Ocorre que a prova que o juízo sentenciante necessitava para vislumbrar certeza sobre a
autoria do delito não foi produzida, tendo em vista que foram realizadas 03 (três) audiências
com tal desiderato, entretanto, a vítima não compareceu em nenhuma delas.
O acusado, em sede administrativa (fls. 22), foi interrogado e negou com veemência o delito a
si imputado, conforme se depreende de breve transcrição abaixo: [...] que sobre a acusação de
roubo o interrogado não sabe disto, pois estava com sua mulher Tailine. que o interrogado nega
que tenha tentado esconder uma arma de fogo; que se recusou a sair do quarto, pois não sabia
o que estava acontecendo.” – fls. 22, dos autos.
Em juízo, o interrogado reafirmou sua não participação no delito em comento, conforme se vê
dos trechos abaixo: que nunca teve condenação criminal...; que está preso já faz um ano e não
sabe qual vai ser a decisão daqui hoje, que podem o condenar mas tem a plena certeza de que
não cometeu o ato; que podem te dar trinta anos e passar quinze, lhe chamar de novo e
perguntar se estava presente, e vai dizer “não estava”; que esse cara aí só falou que o
depoente estava envolvido porque estava sob pressão; que a pessoa sob pressão era Gabriel;
que quem pressionava era a polícia; que do mesmo jeito fizeram com o depoente, querendo
que este confessasse o crime que ele cometeu, mas só que o depoente não foi burro, pois não
assumiu nada não; que nega que tenha qualquer participação no delito; que estava em sua
casa dormindo, cedo, quando a polícia chegou lá falando que tinha um cidadão, não falou o
nome dele, que estava lhe acusando de assalto; que não sabe se isso é versão da polícia ou
versão do Gabriel...
Desta feita, narradas as circunstâncias em que se deram a prisão do acusado, bem como
considerando que a polícia lhe guardava rancor, desde 2008 (tendo em vista que o irmão do
acusado teria assassinado um policial militar, gerando uma intriga), fica clarividente que tudo o
que fora produzido em sede policial, às escuras, merece ainda mais cautela quando da
avaliação desta câmara, o que, certamente foi feito, quando determinada a audiência de
reconhecimento pessoal. o juiz, não se satisfazendo tão somente com o reconhecimento em
sede administrativa, determinou¸ para dissipar todas as dúvidas, a realização de
reconhecimento pessoal judicial, o que, não tendo sido realizado, mantém a suspeita sobre
procedimento indutivo realizado pela polícia, bem como mantém a dúvida sobre a autoria do
crime por parte de José Expósito Alexandre.
Não merece muitas considerações o interrogatório do Delator Gabriel, eis que este, tão
somente visando benefícios judiciais, querendo elidir-se do fato ao qual praticou ou visando
uma redução de pena, “colaborou” produzindo provas contra inimigo da polícia militar, o que
por óbvio, não merece credibilidade. ainda, seu depoimento é recheado de inconsistências e
contradições, tudo isto resultado óbvio do afoito interesse em reduções de pena ou benefícios
congêneres.
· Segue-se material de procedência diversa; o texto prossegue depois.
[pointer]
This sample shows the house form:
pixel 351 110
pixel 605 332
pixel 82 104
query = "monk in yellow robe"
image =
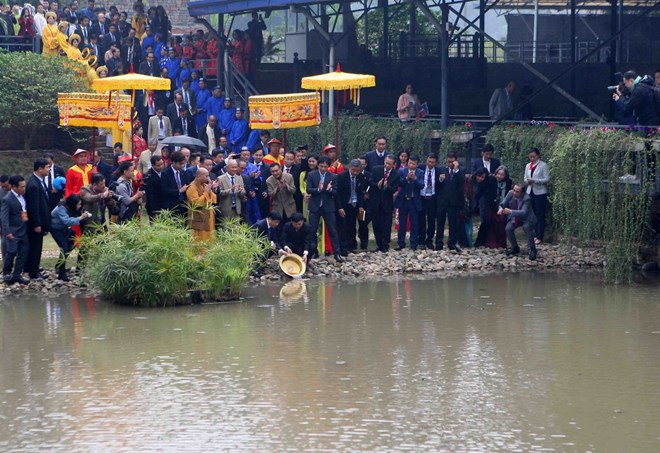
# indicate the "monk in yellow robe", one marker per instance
pixel 49 35
pixel 202 199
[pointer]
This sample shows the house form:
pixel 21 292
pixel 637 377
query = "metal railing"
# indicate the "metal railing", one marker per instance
pixel 20 43
pixel 237 86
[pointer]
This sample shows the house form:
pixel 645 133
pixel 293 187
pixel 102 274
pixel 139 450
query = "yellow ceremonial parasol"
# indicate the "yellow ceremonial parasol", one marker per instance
pixel 339 80
pixel 284 111
pixel 131 82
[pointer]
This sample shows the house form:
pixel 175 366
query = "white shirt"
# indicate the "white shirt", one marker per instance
pixel 20 199
pixel 426 191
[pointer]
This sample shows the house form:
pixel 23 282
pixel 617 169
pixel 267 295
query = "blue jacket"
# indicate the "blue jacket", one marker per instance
pixel 61 220
pixel 409 191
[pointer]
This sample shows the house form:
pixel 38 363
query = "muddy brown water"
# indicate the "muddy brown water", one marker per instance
pixel 521 362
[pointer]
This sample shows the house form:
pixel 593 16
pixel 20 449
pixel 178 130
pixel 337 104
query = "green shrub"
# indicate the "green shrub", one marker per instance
pixel 161 264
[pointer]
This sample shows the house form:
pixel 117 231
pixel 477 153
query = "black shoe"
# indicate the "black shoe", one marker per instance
pixel 510 252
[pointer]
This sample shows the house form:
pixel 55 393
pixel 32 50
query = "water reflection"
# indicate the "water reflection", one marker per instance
pixel 522 362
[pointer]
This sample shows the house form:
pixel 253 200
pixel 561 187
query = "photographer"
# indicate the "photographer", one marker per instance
pixel 96 198
pixel 641 100
pixel 129 201
pixel 63 217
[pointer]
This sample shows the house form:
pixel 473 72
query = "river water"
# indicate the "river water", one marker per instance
pixel 520 362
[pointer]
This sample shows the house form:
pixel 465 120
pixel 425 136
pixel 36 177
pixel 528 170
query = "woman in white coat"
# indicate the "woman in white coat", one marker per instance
pixel 537 178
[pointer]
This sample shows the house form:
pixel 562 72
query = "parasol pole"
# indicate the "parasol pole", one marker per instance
pixel 331 68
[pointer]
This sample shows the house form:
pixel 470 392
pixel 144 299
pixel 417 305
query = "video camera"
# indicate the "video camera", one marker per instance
pixel 618 78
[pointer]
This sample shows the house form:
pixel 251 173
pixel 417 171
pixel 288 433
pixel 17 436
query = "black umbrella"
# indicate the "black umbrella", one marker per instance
pixel 184 140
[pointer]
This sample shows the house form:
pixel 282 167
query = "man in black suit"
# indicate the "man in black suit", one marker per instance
pixel 429 201
pixel 376 158
pixel 320 185
pixel 487 160
pixel 153 186
pixel 351 185
pixel 55 171
pixel 173 184
pixel 269 228
pixel 363 225
pixel 13 224
pixel 185 123
pixel 38 211
pixel 149 66
pixel 131 52
pixel 84 31
pixel 101 166
pixel 408 202
pixel 298 237
pixel 451 201
pixel 384 183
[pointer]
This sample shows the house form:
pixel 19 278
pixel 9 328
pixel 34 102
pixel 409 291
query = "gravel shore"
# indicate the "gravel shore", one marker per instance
pixel 378 265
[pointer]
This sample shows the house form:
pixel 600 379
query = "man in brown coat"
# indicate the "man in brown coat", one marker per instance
pixel 231 191
pixel 281 189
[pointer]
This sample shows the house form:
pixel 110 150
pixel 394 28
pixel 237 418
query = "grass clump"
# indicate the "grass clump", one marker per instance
pixel 161 264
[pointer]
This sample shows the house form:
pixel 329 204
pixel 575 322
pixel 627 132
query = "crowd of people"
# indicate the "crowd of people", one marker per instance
pixel 308 204
pixel 115 42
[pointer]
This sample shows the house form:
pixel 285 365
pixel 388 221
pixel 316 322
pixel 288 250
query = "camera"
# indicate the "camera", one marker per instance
pixel 618 79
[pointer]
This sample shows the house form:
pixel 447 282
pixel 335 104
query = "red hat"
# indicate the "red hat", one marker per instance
pixel 328 147
pixel 79 151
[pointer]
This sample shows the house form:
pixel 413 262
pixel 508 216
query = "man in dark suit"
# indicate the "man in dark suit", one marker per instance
pixel 384 183
pixel 13 224
pixel 451 201
pixel 269 228
pixel 429 201
pixel 487 160
pixel 153 186
pixel 321 187
pixel 38 211
pixel 185 123
pixel 173 184
pixel 518 206
pixel 363 225
pixel 351 185
pixel 298 237
pixel 101 166
pixel 409 202
pixel 149 66
pixel 54 195
pixel 376 158
pixel 131 53
pixel 84 31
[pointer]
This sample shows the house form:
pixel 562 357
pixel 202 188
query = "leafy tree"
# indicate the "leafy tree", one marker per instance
pixel 29 84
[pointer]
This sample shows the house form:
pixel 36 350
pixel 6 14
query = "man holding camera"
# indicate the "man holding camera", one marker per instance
pixel 641 100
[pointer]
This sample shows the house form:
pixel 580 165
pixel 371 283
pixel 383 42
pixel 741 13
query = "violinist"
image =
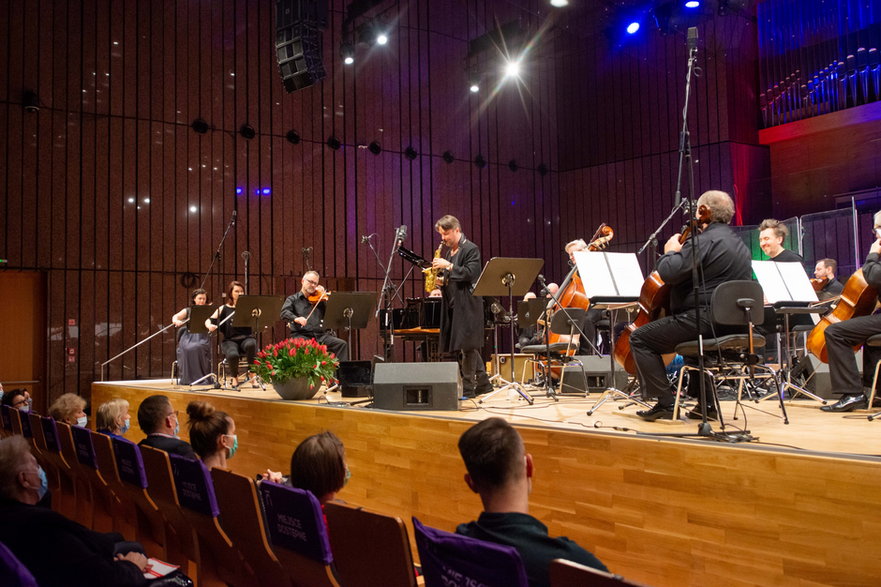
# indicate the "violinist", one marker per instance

Assim, recaindo contra o acusado tão somente prova inquisitiva, aliada às
suspeitas de terem sido produzidas com o afã de incluí-lo na cena do crime, eis que era visado
pela polícia militar em função de desavenças anteriores, e considerando que nada disso foi
repetido em juízo, as considerações estampadas na sentença não são aptas para condená-lo.
na verdade, a fundamentação da referida sentença viola o artigo 155, do CPP.
Impositiva a absolvição, tendo em vista que, no presente processo, a regra da necessidade de
reproduzir as provas em juízo se torna mais necessária do que o normal para depreender édito
condenatório, o que, claramente, não existe no presente processo, razão por que, deve-se
utilizar este r. juízo, da máxima favor rei, determinando a absolvição do acusado José Expósito
Alexandre, de todos os delitos a ele imputados.
Vê-se que o juízo sentenciante não se atentou para as disposições de nosso código de
processo penal, especialmente aos comandos constantes do artigo 386, inciso iv, que
determina seja decretada a absolvição do réu, desde que o juiz reconheça (v) não existir prova
de ter o réu concorrido para a infração penal.
Neste sentido também caminha a jurisprudência, conforme se verifica do julgado abaixo, com
grifo da defesa:

TJ-AC-Apelação: Apl nº 0001088- 2.2009.8.01.0006 Penal.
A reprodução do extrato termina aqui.